Nearly half of Americans lied to others about COVID- study

Researchers warn that coronavirus precaution fibs could potentially lengthen the current COVID-19 pandemic or promote the spread of other infectious diseases in the future.

Israeli receiving a COVID test at Meuhedet Health Maintenance Organization center in Jerusalem on August 11, 2021. (photo credit: MARC ISRAEL SELLEM)
Israeli receiving a COVID test at Meuhedet Health Maintenance Organization center in Jerusalem on August 11, 2021.
(photo credit: MARC ISRAEL SELLEM)

Since COVID-19 began, have you ever been tempted to fudge the truth and pretend to be taking all the right virus prevention steps? A newly published survey says you're not alone.  

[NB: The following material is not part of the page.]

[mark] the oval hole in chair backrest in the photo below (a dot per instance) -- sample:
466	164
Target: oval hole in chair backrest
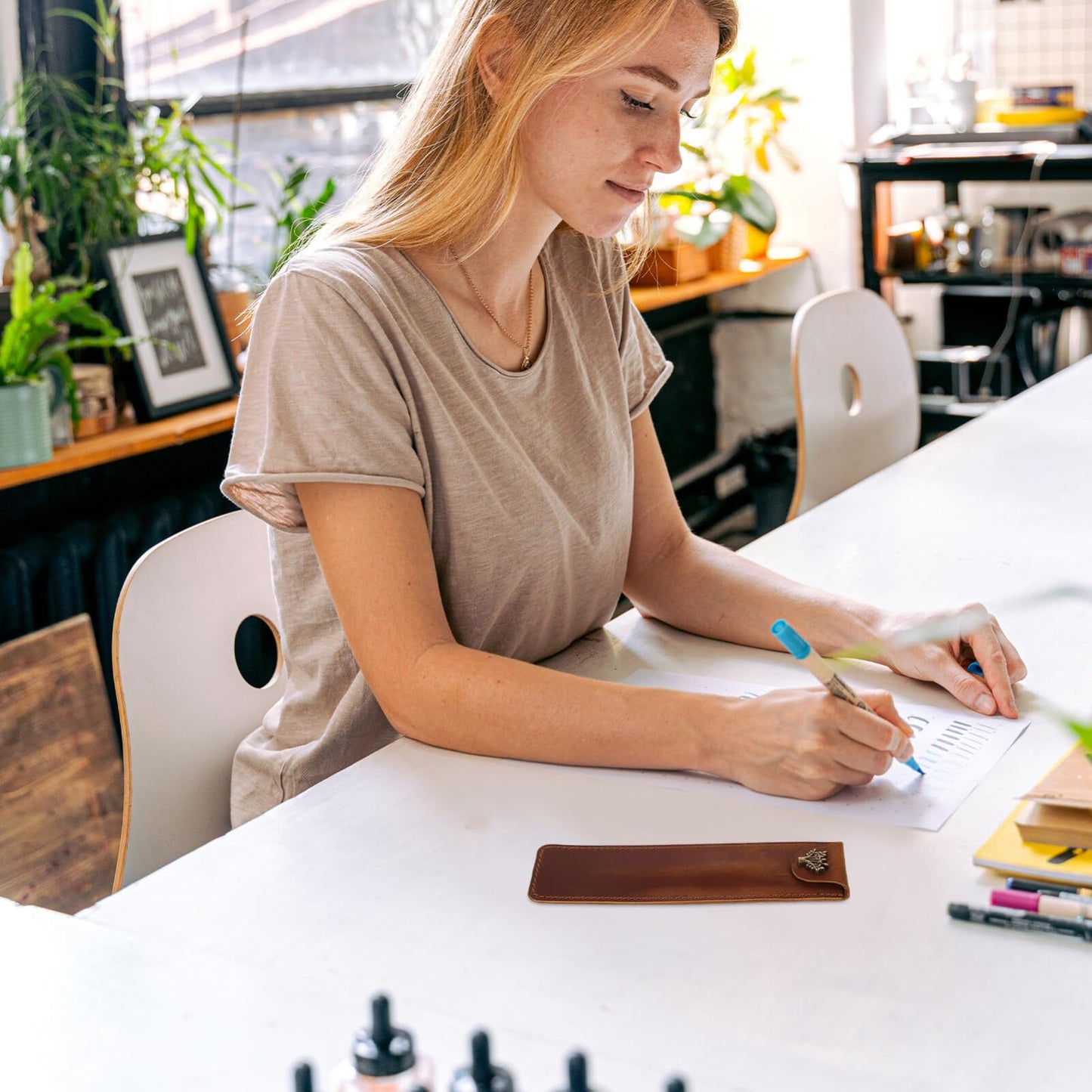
258	651
851	389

During the peak of the COVID-19 pandemic, some 42% of Americans didn't adhere to public health measures or lied about being compliant, mostly because they wanted life to feel normal and exercise their personal freedoms, according to a new peer-reviewed study published Monday in JAMA Network Open

The December 2021 survey, conducted by University of Utah Health scientists in collaboration with other researchers across the nation, asked 1,700 Americans whether they had ever misrepresented their COVID-19 or vaccination status, or told others that they were following public health measures such as masking and social distancing when they were not. 

 The COVID-19 vaccine (illustrative). (credit: PIXABAY) The COVID-19 vaccine (illustrative). (credit: PIXABAY)

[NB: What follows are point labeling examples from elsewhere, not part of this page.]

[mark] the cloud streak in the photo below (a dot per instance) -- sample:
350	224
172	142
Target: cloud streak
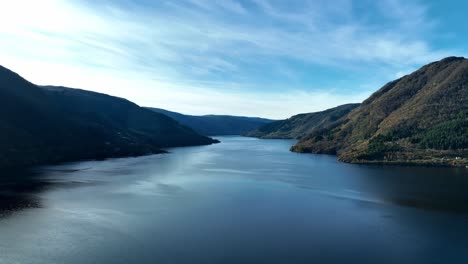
200	56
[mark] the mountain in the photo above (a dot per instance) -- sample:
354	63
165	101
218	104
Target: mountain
421	118
300	125
41	125
216	125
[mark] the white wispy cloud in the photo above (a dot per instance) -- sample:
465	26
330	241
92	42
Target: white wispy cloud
197	56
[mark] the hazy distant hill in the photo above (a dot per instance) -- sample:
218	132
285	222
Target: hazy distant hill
300	125
41	125
419	118
212	125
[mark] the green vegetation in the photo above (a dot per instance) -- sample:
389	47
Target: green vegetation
452	134
420	118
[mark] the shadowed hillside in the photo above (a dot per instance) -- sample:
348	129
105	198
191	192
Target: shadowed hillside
212	125
40	125
302	124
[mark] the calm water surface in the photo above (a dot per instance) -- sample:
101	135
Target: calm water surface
242	201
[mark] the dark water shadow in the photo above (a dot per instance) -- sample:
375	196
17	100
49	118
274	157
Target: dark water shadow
20	189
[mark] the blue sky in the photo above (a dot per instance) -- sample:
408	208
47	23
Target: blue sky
269	58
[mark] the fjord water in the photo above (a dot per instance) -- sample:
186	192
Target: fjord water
241	201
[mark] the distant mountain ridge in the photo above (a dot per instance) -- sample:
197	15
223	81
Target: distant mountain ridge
41	125
421	118
300	125
216	125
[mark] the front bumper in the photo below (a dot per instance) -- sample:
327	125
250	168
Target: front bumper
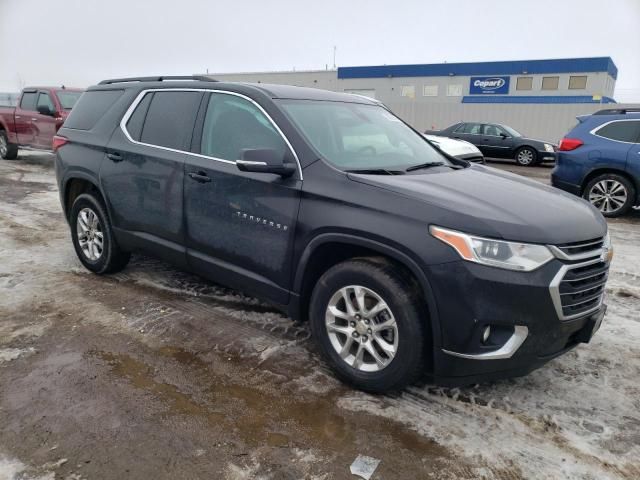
526	327
566	186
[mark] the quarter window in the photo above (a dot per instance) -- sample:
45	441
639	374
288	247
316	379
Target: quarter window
233	124
28	101
44	100
622	131
524	83
170	119
577	82
550	83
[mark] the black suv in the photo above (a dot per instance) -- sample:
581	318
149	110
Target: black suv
404	260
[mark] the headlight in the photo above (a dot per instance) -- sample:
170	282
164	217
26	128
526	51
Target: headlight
496	253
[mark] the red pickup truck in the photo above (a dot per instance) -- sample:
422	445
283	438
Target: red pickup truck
41	111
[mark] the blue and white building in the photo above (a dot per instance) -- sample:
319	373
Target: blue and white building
538	97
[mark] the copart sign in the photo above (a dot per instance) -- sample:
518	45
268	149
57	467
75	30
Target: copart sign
489	85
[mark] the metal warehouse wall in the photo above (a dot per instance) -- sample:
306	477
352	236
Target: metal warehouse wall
543	121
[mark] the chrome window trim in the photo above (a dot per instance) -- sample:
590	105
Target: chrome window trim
138	99
510	347
554	290
595	131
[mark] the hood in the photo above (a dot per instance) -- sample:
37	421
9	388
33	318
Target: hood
485	201
454	147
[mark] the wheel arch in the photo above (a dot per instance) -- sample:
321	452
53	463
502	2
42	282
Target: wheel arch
322	252
596	172
76	184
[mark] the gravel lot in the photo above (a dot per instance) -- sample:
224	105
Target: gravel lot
156	373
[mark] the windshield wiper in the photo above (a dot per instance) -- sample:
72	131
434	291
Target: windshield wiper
424	165
376	171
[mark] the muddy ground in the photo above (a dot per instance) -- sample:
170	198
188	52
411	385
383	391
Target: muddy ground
156	373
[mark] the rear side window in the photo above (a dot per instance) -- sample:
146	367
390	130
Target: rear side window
91	107
622	131
44	100
136	121
170	119
28	101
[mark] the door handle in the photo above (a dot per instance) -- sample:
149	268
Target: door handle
115	156
200	177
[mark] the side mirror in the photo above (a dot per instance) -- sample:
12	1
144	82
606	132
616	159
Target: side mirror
45	110
265	160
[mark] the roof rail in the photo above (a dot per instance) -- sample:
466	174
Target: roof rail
617	111
200	78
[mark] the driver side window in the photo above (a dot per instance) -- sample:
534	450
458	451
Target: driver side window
233	124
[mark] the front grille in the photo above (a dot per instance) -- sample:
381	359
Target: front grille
580	248
580	288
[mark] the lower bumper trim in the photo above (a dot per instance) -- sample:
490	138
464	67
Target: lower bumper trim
510	347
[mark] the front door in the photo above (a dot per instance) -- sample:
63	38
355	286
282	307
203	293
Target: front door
44	126
24	114
240	225
143	169
496	142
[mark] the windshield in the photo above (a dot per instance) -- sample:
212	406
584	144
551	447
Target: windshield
354	136
511	131
68	99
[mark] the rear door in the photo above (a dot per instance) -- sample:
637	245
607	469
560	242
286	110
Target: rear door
24	113
44	126
471	132
240	225
142	174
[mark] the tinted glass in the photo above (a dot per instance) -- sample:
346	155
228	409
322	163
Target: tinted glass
233	124
44	100
68	99
623	131
355	136
134	125
492	130
473	128
28	101
91	107
170	119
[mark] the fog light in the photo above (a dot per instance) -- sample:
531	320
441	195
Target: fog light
486	333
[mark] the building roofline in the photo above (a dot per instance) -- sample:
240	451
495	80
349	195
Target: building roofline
511	67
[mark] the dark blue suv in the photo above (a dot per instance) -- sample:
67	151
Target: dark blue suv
600	160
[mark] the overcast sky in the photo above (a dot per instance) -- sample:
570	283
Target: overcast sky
80	42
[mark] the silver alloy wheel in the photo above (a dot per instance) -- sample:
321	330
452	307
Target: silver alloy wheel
362	328
525	156
608	196
4	148
90	236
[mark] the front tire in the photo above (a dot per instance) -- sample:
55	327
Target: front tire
368	319
8	151
93	237
526	156
612	194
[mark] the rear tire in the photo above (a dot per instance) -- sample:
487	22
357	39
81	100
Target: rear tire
612	194
378	343
93	237
526	156
8	151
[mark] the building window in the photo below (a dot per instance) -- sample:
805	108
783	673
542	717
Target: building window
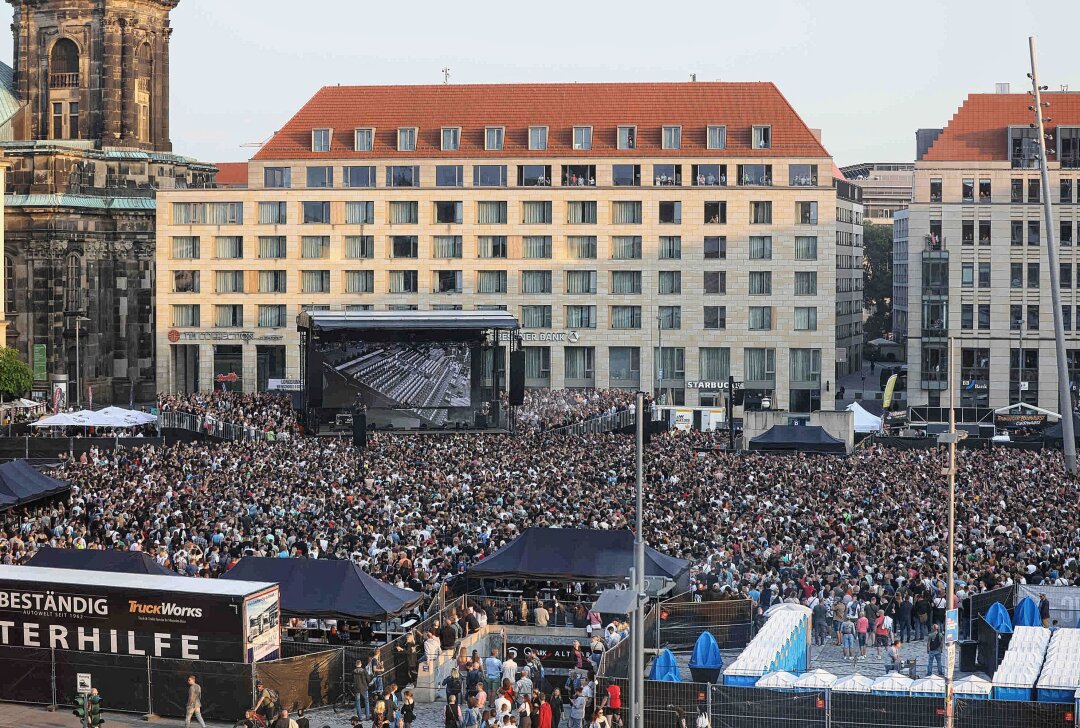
316	213
403	176
759	319
493	138
277	177
760	283
489	175
806	247
716	247
580	317
582	137
359	246
671	247
536	317
321	139
186	314
364	139
403	246
625	282
449	175
536	281
403	281
355	177
671	213
271	246
806	213
760	247
581	212
538	138
716	213
806	319
446	246
186	247
359	212
536	246
451	138
671	282
581	281
760	213
715	282
320	176
491	246
716	137
672	137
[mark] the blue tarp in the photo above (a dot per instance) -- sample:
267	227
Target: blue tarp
21	484
664	668
706	652
997	617
1026	614
325	589
95	560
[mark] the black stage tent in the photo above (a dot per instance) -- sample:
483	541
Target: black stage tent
95	560
326	589
575	554
795	437
21	484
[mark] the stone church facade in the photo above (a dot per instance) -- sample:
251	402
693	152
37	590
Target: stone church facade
84	131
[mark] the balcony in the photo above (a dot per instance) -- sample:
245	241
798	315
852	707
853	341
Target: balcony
64	80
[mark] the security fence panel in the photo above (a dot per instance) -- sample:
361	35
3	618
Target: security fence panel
730	622
228	687
123	681
757	708
850	710
1009	714
26	676
310	681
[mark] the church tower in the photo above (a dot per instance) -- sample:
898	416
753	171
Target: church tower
95	70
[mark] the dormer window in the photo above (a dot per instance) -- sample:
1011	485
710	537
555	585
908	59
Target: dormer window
451	138
582	137
493	138
763	137
365	139
406	138
672	137
321	139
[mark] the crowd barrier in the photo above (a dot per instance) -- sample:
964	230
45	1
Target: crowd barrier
729	706
158	686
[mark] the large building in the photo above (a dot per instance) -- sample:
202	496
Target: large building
976	256
616	220
886	187
84	129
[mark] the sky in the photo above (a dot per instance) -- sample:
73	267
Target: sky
867	73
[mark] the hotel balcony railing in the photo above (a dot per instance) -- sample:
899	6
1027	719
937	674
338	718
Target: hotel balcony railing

Four out of ten participants reported that they had misrepresented their COVID-19 status or failed to follow public health guidelines. 

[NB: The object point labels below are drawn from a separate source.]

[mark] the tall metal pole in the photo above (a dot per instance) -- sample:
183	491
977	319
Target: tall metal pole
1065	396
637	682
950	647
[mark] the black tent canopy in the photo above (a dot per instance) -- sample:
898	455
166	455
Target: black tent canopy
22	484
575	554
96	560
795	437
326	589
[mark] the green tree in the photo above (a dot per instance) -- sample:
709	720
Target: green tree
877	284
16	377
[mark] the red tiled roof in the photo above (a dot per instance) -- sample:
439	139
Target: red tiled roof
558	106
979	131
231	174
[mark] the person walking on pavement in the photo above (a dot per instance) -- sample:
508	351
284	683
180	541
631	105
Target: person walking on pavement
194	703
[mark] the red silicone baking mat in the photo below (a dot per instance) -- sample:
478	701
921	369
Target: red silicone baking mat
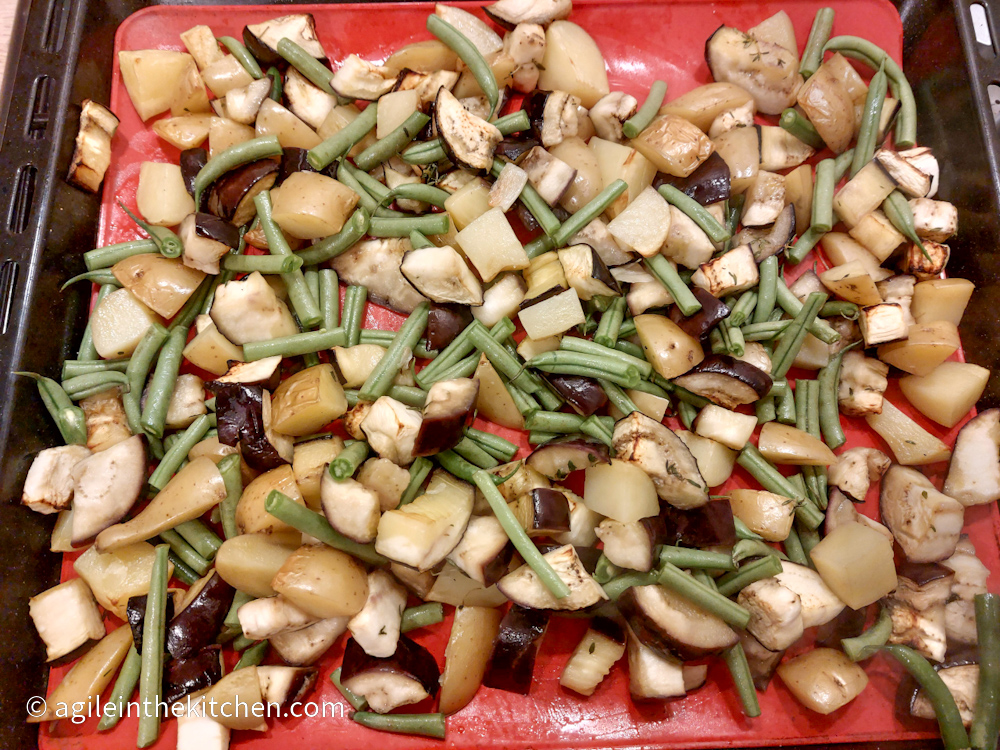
641	41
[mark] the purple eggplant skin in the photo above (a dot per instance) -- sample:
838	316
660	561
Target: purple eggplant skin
512	660
240	410
585	395
196	672
558	458
710	525
228	192
293	160
199	623
135	613
708	184
411	659
712	312
444	323
192	160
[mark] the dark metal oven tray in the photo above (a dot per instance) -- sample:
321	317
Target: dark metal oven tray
60	54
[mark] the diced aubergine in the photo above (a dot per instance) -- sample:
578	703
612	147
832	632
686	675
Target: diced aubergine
408	676
601	647
513	657
726	381
559	458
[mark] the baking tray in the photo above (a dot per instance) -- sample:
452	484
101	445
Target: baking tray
61	53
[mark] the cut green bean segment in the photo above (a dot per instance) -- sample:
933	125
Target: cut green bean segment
358	702
665	272
696	212
241	153
425	725
649	109
306	64
798	125
312	523
151	670
819	34
522	543
953	732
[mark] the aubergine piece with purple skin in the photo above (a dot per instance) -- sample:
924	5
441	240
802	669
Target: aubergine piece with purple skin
709	183
585	395
512	660
670	625
196	672
408	676
559	458
726	381
709	525
698	325
444	323
448	409
231	196
199	623
191	161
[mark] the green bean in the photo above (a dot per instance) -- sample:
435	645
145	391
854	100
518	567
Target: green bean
421	616
649	109
358	702
205	541
234	156
100	276
385	371
303	304
109	255
161	385
431	152
385	148
870	121
696	212
791	340
425	725
812	55
312	523
348	460
522	543
337	145
597	206
458	43
953	732
874	57
151	670
798	125
532	201
701	595
177	453
665	272
986	719
262	263
306	64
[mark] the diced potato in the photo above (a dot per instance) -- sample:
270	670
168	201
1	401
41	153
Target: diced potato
491	245
668	348
855	561
823	679
926	347
764	513
948	392
309	205
573	63
119	323
941	299
307	401
152	78
910	443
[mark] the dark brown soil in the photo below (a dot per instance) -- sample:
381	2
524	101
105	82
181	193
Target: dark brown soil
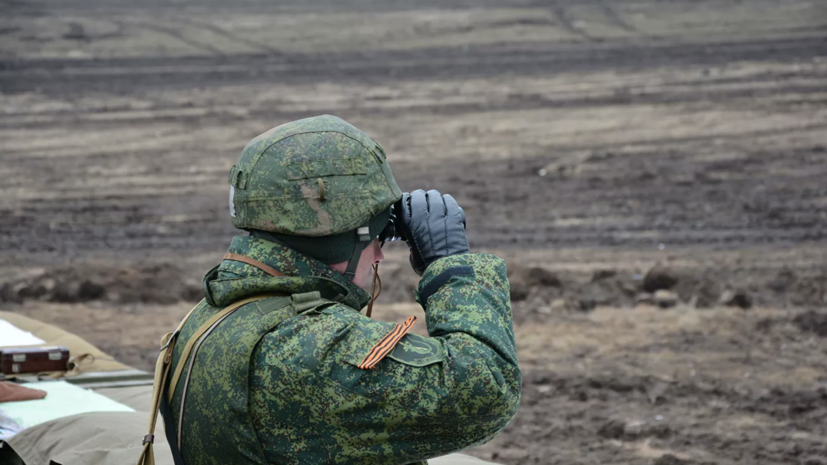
607	150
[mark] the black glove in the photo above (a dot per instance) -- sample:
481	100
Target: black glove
434	226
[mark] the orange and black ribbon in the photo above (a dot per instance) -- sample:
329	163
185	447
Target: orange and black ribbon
386	344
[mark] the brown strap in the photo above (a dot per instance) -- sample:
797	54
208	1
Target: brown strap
147	456
253	262
185	354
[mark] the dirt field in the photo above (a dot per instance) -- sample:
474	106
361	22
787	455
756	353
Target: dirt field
587	141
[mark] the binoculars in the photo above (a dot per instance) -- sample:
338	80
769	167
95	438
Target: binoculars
393	230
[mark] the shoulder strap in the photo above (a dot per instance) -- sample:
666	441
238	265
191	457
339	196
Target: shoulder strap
161	371
162	366
198	333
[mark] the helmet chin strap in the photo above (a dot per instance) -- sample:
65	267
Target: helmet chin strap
362	240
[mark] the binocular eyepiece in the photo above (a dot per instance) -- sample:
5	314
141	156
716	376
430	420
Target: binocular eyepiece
393	230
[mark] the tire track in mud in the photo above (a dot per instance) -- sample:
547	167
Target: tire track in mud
174	34
563	19
615	17
229	35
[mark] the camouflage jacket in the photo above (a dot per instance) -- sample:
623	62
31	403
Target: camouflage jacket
297	395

"COVID-19 safety measures can certainly be burdensome, but they work."

Andrea Gurmankin Levy

Who lied about COVID the most?

The study notes that those younger than 60 had significantly higher odds of misrepresentation or nonadherence to at least one measure. 

The most common reasons for ignoring guidelines, in addition to wanting life to feel normal and exercise personal freedom, were thinking COVID-19 was a hoax or not a major issue, believing that their behavior was no one else's business, not having symptoms, following the advice of a celebrity or other public figure, not wanting to miss work to quarantine and not wanting someone to judge or think negatively of them.

The researchers found no association between COVID-19 misrepresentation and political beliefs, political party affiliation or religion.

Honesty is the best policy in a pandemic 

Angela Fagerlin, a senior author of the study, said that the high numbers of people lying about COVID precautions has lead to prolonging the pandemic. This could potentially lengthen the current COVID-19 pandemic or promote the spread of other infectious diseases in the future, she warned. 

"Some individuals may think if they fib about their COVID-19 status once or twice, it's not a big deal," she said. 

Co-lead author Andrea Gurmankin Levy added: "COVID-19 safety measures can certainly be burdensome, but they work."